In a few weeks, black bears will begin emerging from their dens. Males usually emerge first, in late March or early April, while females with newborn cubs are the last to leave dens, usually in late April or early May. Having spent the past several months in a hole in the ground, they will be hungry!
Spring food for bears includes nutritious early-season grasses and forbs, ants, bees, larvae, carcasses of winter-killed animals and as summer approaches, newborn deer fawns and elk calves where available. What we hope they will not be eating is residential garbage, pet food, birdseed or backyard domestic animals such as chickens and goats, and we need the public’s assistance to make this happen.
Last year was a busy year for bear calls in the Sheridan area. Reports of bears in residential areas, particularly in Story, began earlier than usual and were more frequent than in past years. Local wildlife managers surmise that last year’s unusually long, wet spring possibly delayed the onset of natural foods such as forbs that bears expect to find upon emerging from their dens. Following their noses then led them into conflict with humans in areas where trash and other attractants were unsecured and accessible to bears. Once bears found these new sources of food, they stayed in the area, visiting garbage cans, commercial dumpsters and backyards where bird feeders and bowls of pet food were available for the taking.
Once a bear gets in the routine of frequenting residential areas and receiving a food reward for doing so, their behavior begins to change. They become less fearful of humans, defensive of the food source and reluctant to leave the area. Wildlife managers refer to bears with these behaviors as habituated or food-conditioned. These bears can then be a threat to human safety and are relocated or euthanized.
Relocation is a first choice when possible, but it is not always successful. There are several examples of bears in our area being relocated dozens of miles away, but returning to their original capture location, knowing that food is available there. They have also sometimes sought out nearby human habitations in their new location, equating the presence of people to the presence of easy food and creating conflict in a new area. These bears are then euthanized, as are bears that display aggressive behavior to humans in their first reported conflict.
Most of Sheridan County is bear habitat and communities such as Story, Buffalo and Dayton have bears enter town almost every year. However, if food is unavailable, most bears will choose to leave on their own. Bears are naturally wary of humans and the accompanying commotion of residential areas.

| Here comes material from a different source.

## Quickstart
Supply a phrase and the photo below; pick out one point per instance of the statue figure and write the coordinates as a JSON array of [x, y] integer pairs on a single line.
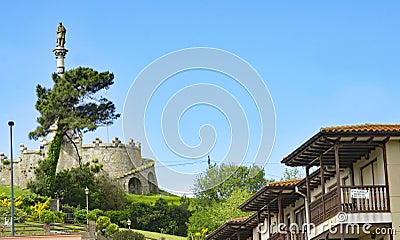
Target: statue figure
[[61, 31]]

We need the public’s help to keep bears safe and prevent conflicts. There are no city or county regulations regarding the securement of garbage or other attractants, so we rely only on the voluntary efforts of area homeowners. In the next month, please look at your property to identify and secure any potential food sources that a bear may find — horse grain or livestock feed, dog or cat food in outside bowls, birdfeeders hung less than 10 feet from the ground — anything with a good odor that may attract a bear.
Just as importantly, please begin keeping your household garbage in a hard-sided shed or garage until the morning of pickup and encourage your neighbors to do so as well. In addition, consider ways to protect your animals if you raise domestic chickens, goats, bees or other small animals.
To help Sheridan County residents learn about bear biology and behavior, how to prevent conflicts and what to do in an encounter, Game and Fish will host two Living in Large Carnivore Country workshops March 7 — one at 9:30 a.m. at Story Branch Library and another at 1:30 p.m. at Sheridan County Fulmer Public Library.
In addition to the informational presentation, this year’s program will include a demonstration of electric fencing, ‘unwelcome mats’ and other deterrents to prevent conflicts. These workshops are appropriate for all ages and for anyone who lives or recreates in bear country.
Christina Schmidt is public information specialist for Wyoming Game and Fish Department Sheridan Region.